Today this concept has led to a whole new field of science, the “Developmental Origins of Health and Disease,” or DOHaD. There are even research societies based on this concept. The field of epigenetics is based on similar work and helps to explain how this programming occurs biologically.
I met Dr. Barker in 2007 when he spoke at Harvard. I had the honor of hosting him for dinner and was surprised at how gracious, funny, and humble he could be. I asked him what he thought of epigenetics. He replied that he believed that simpler scientific ideas had the most value because they were easy to understand. He told me that if he were doing a study now, he would just weigh the placenta—no fancy genomic markers. He thought the placenta’s weight meant more than any biomarker we could measure. While I like his idea of placental weight as a predictor, I don’t think it has to be mutually exclusive from measuring the molecules and chemicals that drive the programming that leads to DOHaD health effects. Nonetheless, I have taken to heart that simple messages are more effective and try my best to remember that advice when writing about science.

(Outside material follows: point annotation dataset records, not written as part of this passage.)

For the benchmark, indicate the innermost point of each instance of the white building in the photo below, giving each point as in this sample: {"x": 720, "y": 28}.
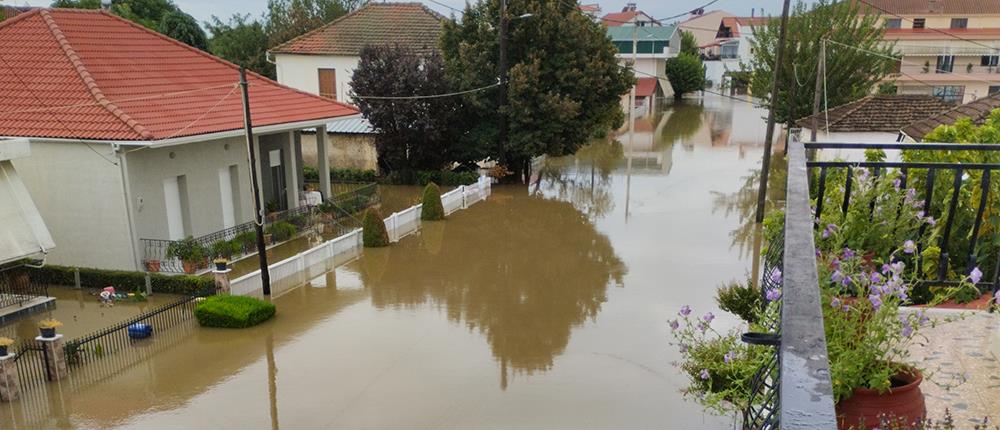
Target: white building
{"x": 322, "y": 61}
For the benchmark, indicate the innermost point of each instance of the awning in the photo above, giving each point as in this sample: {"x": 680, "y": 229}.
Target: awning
{"x": 22, "y": 231}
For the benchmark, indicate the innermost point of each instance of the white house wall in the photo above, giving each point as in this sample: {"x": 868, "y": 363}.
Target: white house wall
{"x": 81, "y": 199}
{"x": 199, "y": 163}
{"x": 301, "y": 72}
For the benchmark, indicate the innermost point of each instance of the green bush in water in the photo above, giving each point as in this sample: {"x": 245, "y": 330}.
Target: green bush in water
{"x": 233, "y": 311}
{"x": 375, "y": 235}
{"x": 432, "y": 210}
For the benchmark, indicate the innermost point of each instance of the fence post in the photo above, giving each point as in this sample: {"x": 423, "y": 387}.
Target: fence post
{"x": 10, "y": 385}
{"x": 55, "y": 358}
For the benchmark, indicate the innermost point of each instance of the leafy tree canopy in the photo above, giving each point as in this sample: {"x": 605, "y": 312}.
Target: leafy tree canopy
{"x": 686, "y": 74}
{"x": 565, "y": 83}
{"x": 413, "y": 133}
{"x": 183, "y": 27}
{"x": 852, "y": 73}
{"x": 241, "y": 40}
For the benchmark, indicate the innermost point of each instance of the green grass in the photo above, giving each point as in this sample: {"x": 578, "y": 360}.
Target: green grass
{"x": 233, "y": 311}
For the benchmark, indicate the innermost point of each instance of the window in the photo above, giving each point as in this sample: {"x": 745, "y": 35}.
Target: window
{"x": 946, "y": 64}
{"x": 950, "y": 93}
{"x": 328, "y": 83}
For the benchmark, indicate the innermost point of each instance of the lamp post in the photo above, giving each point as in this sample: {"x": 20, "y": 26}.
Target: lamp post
{"x": 504, "y": 69}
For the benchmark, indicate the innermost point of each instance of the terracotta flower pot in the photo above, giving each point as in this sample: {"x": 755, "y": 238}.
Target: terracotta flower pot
{"x": 865, "y": 408}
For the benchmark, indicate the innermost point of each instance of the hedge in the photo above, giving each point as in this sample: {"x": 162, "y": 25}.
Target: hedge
{"x": 123, "y": 280}
{"x": 233, "y": 311}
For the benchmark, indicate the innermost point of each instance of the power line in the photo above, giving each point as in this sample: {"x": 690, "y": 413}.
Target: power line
{"x": 430, "y": 96}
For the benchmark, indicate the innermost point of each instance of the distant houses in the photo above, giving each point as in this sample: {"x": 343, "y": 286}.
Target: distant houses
{"x": 137, "y": 139}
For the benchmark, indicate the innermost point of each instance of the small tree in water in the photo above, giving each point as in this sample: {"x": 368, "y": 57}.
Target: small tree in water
{"x": 374, "y": 233}
{"x": 432, "y": 210}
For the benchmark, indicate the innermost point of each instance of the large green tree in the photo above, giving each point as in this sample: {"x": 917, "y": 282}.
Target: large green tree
{"x": 241, "y": 40}
{"x": 184, "y": 28}
{"x": 413, "y": 133}
{"x": 853, "y": 71}
{"x": 565, "y": 83}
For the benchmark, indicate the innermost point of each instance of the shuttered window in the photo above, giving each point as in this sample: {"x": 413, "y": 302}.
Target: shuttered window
{"x": 328, "y": 83}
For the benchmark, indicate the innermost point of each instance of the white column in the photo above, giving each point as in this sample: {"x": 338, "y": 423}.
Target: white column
{"x": 292, "y": 187}
{"x": 323, "y": 163}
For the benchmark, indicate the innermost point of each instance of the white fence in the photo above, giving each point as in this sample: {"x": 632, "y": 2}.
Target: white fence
{"x": 294, "y": 271}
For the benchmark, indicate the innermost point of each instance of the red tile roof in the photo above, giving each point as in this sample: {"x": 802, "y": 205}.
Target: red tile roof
{"x": 408, "y": 24}
{"x": 87, "y": 74}
{"x": 646, "y": 87}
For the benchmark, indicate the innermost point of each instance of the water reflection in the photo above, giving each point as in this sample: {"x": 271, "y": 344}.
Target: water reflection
{"x": 540, "y": 270}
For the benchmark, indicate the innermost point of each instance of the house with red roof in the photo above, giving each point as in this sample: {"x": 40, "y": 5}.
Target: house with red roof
{"x": 136, "y": 137}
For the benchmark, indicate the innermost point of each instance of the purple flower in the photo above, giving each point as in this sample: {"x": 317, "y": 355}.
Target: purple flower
{"x": 876, "y": 301}
{"x": 773, "y": 294}
{"x": 975, "y": 276}
{"x": 776, "y": 276}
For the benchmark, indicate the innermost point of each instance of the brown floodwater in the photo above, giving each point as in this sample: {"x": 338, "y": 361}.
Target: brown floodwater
{"x": 544, "y": 307}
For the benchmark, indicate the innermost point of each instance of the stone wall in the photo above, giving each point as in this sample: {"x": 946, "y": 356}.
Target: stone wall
{"x": 354, "y": 151}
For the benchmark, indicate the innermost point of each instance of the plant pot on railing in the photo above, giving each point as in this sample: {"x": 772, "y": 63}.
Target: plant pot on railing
{"x": 866, "y": 408}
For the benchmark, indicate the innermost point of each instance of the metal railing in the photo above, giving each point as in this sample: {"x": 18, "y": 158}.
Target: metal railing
{"x": 17, "y": 288}
{"x": 156, "y": 252}
{"x": 928, "y": 173}
{"x": 115, "y": 338}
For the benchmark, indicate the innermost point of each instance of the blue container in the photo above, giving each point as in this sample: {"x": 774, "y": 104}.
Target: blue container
{"x": 140, "y": 331}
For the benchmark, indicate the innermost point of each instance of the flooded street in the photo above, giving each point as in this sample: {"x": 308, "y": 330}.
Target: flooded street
{"x": 543, "y": 307}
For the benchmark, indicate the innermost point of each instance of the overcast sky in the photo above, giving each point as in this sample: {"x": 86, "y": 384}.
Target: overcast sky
{"x": 204, "y": 9}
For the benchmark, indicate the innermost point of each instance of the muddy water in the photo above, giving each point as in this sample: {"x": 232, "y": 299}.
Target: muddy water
{"x": 542, "y": 308}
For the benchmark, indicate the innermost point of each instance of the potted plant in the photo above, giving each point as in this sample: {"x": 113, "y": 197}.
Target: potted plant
{"x": 189, "y": 251}
{"x": 153, "y": 265}
{"x": 5, "y": 342}
{"x": 48, "y": 327}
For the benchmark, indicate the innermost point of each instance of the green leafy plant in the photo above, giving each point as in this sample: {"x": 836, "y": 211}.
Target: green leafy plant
{"x": 374, "y": 233}
{"x": 281, "y": 230}
{"x": 742, "y": 300}
{"x": 432, "y": 209}
{"x": 233, "y": 311}
{"x": 187, "y": 250}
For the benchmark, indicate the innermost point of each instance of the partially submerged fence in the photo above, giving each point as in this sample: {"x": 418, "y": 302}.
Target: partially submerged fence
{"x": 299, "y": 269}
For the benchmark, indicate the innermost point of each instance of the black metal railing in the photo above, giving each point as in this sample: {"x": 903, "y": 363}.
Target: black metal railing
{"x": 124, "y": 335}
{"x": 16, "y": 287}
{"x": 953, "y": 258}
{"x": 238, "y": 241}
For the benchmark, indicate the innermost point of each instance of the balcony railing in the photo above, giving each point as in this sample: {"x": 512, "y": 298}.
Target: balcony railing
{"x": 157, "y": 256}
{"x": 793, "y": 391}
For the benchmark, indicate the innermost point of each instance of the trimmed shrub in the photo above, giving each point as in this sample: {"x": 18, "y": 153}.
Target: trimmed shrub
{"x": 281, "y": 230}
{"x": 123, "y": 280}
{"x": 374, "y": 233}
{"x": 233, "y": 311}
{"x": 432, "y": 210}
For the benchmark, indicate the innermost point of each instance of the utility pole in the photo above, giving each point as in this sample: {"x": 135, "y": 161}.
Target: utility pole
{"x": 502, "y": 63}
{"x": 820, "y": 74}
{"x": 258, "y": 218}
{"x": 778, "y": 64}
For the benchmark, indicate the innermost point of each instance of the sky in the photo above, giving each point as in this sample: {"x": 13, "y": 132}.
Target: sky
{"x": 203, "y": 10}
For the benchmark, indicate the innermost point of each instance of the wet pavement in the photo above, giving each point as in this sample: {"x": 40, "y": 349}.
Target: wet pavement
{"x": 544, "y": 307}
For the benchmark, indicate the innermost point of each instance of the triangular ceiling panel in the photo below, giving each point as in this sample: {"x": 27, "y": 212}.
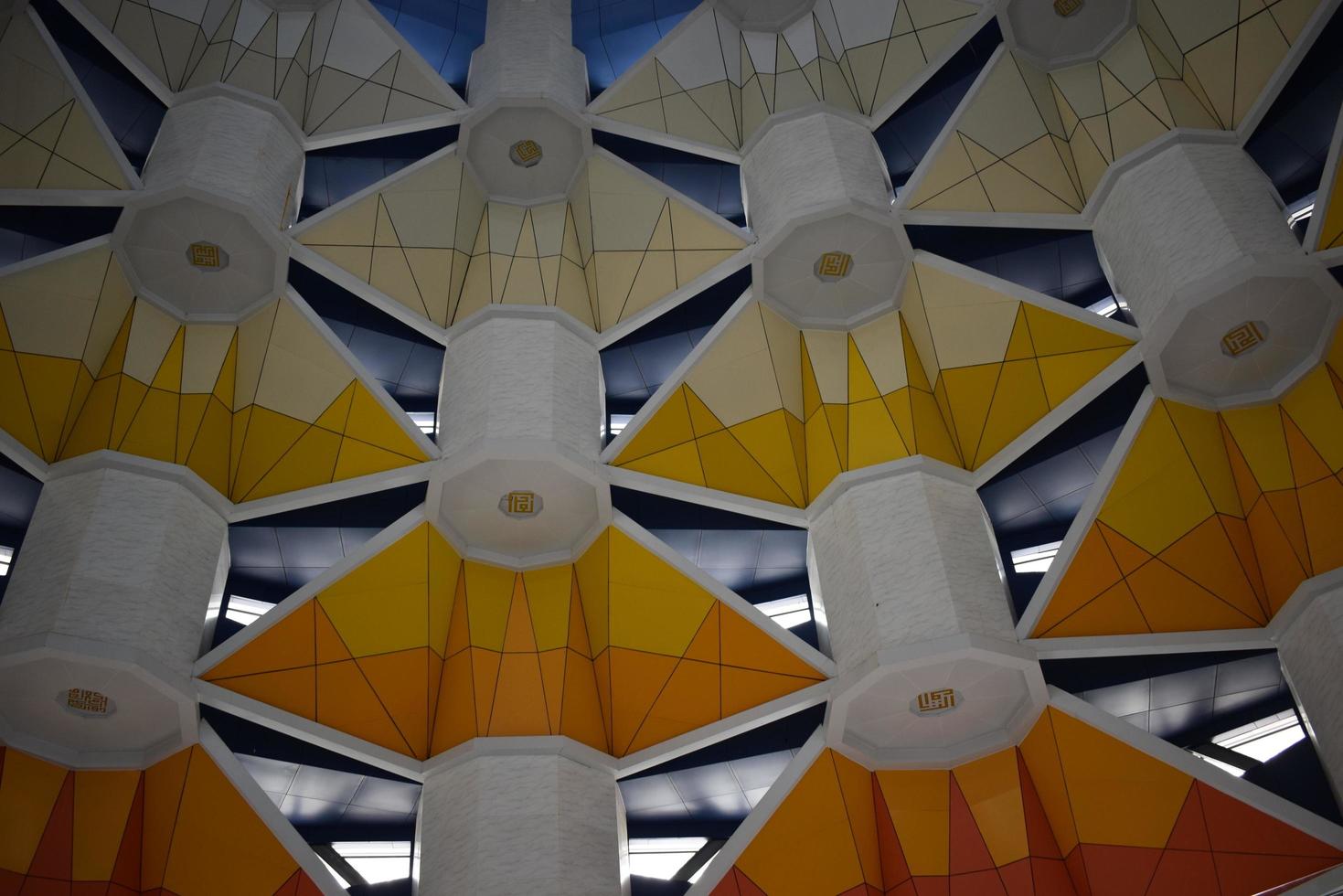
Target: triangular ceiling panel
{"x": 1070, "y": 812}
{"x": 690, "y": 91}
{"x": 136, "y": 832}
{"x": 1211, "y": 520}
{"x": 619, "y": 650}
{"x": 773, "y": 412}
{"x": 48, "y": 134}
{"x": 430, "y": 240}
{"x": 1034, "y": 142}
{"x": 260, "y": 409}
{"x": 336, "y": 69}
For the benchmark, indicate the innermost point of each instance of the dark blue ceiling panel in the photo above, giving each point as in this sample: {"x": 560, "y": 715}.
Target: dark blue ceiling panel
{"x": 904, "y": 139}
{"x": 272, "y": 557}
{"x": 443, "y": 31}
{"x": 131, "y": 112}
{"x": 614, "y": 34}
{"x": 1294, "y": 139}
{"x": 709, "y": 792}
{"x": 1037, "y": 497}
{"x": 709, "y": 182}
{"x": 1061, "y": 263}
{"x": 325, "y": 795}
{"x": 635, "y": 366}
{"x": 335, "y": 174}
{"x": 32, "y": 229}
{"x": 407, "y": 363}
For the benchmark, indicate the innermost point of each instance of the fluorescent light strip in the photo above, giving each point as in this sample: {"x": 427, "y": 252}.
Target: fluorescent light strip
{"x": 662, "y": 858}
{"x": 245, "y": 610}
{"x": 378, "y": 861}
{"x": 789, "y": 612}
{"x": 1036, "y": 559}
{"x": 426, "y": 421}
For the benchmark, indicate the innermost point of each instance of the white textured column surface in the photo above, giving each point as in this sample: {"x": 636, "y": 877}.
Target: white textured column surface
{"x": 529, "y": 53}
{"x": 1182, "y": 215}
{"x": 818, "y": 197}
{"x": 232, "y": 149}
{"x": 799, "y": 165}
{"x": 513, "y": 378}
{"x": 1231, "y": 309}
{"x": 1310, "y": 652}
{"x": 509, "y": 825}
{"x": 117, "y": 558}
{"x": 905, "y": 559}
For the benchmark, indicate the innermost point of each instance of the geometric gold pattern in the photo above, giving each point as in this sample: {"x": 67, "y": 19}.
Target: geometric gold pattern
{"x": 432, "y": 242}
{"x": 120, "y": 833}
{"x": 715, "y": 83}
{"x": 1071, "y": 810}
{"x": 48, "y": 139}
{"x": 1213, "y": 518}
{"x": 1034, "y": 142}
{"x": 258, "y": 409}
{"x": 775, "y": 412}
{"x": 334, "y": 69}
{"x": 418, "y": 650}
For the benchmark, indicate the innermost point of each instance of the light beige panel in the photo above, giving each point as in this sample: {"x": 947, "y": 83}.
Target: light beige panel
{"x": 786, "y": 354}
{"x": 151, "y": 334}
{"x": 206, "y": 348}
{"x": 829, "y": 354}
{"x": 882, "y": 349}
{"x": 735, "y": 377}
{"x": 50, "y": 308}
{"x": 303, "y": 374}
{"x": 252, "y": 338}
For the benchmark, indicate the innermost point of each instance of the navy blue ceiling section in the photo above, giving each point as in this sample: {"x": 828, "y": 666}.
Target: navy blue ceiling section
{"x": 443, "y": 31}
{"x": 325, "y": 795}
{"x": 131, "y": 112}
{"x": 17, "y": 500}
{"x": 1036, "y": 498}
{"x": 758, "y": 559}
{"x": 713, "y": 185}
{"x": 407, "y": 363}
{"x": 707, "y": 793}
{"x": 1056, "y": 262}
{"x": 904, "y": 139}
{"x": 32, "y": 229}
{"x": 274, "y": 555}
{"x": 334, "y": 174}
{"x": 635, "y": 366}
{"x": 614, "y": 34}
{"x": 1294, "y": 139}
{"x": 1191, "y": 698}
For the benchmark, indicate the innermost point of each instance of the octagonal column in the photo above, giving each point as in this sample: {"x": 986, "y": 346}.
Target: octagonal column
{"x": 520, "y": 824}
{"x": 520, "y": 425}
{"x": 527, "y": 133}
{"x": 203, "y": 240}
{"x": 916, "y": 615}
{"x": 818, "y": 197}
{"x": 103, "y": 620}
{"x": 1310, "y": 649}
{"x": 1231, "y": 309}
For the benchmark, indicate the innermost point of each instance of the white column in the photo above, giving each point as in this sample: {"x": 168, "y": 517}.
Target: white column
{"x": 916, "y": 615}
{"x": 818, "y": 197}
{"x": 907, "y": 559}
{"x": 1310, "y": 650}
{"x": 518, "y": 824}
{"x": 109, "y": 597}
{"x": 529, "y": 53}
{"x": 520, "y": 425}
{"x": 1231, "y": 309}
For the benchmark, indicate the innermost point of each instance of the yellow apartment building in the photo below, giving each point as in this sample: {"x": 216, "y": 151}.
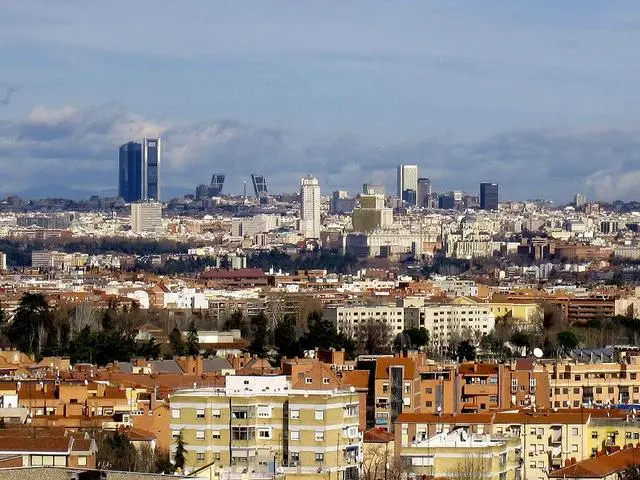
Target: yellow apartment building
{"x": 258, "y": 425}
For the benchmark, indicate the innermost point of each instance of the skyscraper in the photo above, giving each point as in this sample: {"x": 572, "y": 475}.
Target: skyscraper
{"x": 424, "y": 192}
{"x": 310, "y": 203}
{"x": 130, "y": 172}
{"x": 407, "y": 183}
{"x": 151, "y": 156}
{"x": 488, "y": 196}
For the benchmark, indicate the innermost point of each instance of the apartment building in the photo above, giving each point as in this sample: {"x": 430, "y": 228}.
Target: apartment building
{"x": 261, "y": 425}
{"x": 348, "y": 318}
{"x": 445, "y": 322}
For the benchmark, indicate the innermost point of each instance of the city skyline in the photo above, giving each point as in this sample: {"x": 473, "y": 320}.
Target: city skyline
{"x": 462, "y": 91}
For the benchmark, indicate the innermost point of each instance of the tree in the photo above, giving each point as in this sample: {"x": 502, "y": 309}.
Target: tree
{"x": 176, "y": 342}
{"x": 258, "y": 344}
{"x": 285, "y": 339}
{"x": 568, "y": 340}
{"x": 192, "y": 345}
{"x": 465, "y": 351}
{"x": 472, "y": 467}
{"x": 178, "y": 456}
{"x": 31, "y": 324}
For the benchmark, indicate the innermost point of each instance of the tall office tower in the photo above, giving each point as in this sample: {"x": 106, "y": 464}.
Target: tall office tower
{"x": 424, "y": 192}
{"x": 488, "y": 196}
{"x": 151, "y": 161}
{"x": 146, "y": 217}
{"x": 217, "y": 182}
{"x": 310, "y": 203}
{"x": 579, "y": 200}
{"x": 372, "y": 189}
{"x": 407, "y": 183}
{"x": 130, "y": 172}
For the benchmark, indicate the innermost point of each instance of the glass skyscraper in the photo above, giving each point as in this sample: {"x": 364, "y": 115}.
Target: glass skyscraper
{"x": 130, "y": 172}
{"x": 139, "y": 170}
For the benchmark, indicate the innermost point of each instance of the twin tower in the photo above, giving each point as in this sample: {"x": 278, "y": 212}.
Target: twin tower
{"x": 139, "y": 170}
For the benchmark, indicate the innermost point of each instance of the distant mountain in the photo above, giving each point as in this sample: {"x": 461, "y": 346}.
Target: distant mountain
{"x": 61, "y": 191}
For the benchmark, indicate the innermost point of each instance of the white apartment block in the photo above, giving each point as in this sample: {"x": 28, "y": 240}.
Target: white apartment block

Dr. Barker was extremely influential, to a level few of us will ever reach. He was elected a Fellow of the Royal Society of London and was president of the Association of Physicians of Great Britain and Ireland. He lectured and wrote extensively on maternal-fetal nutrition, and published the book Nutrition in the Womb. He passed away in 2013.
Our Institute for Exposomic Research and the field of exposomics and epigenetics owe a great debt to his work. Indeed, while it may not seem obvious yet, even the field of genetics will benefit as environmental conditions control whether genes are turned on or off through epigenetic modifications. It turns out that early life is when the ease of flipping the switch is set. Dr. David Barker figured that out.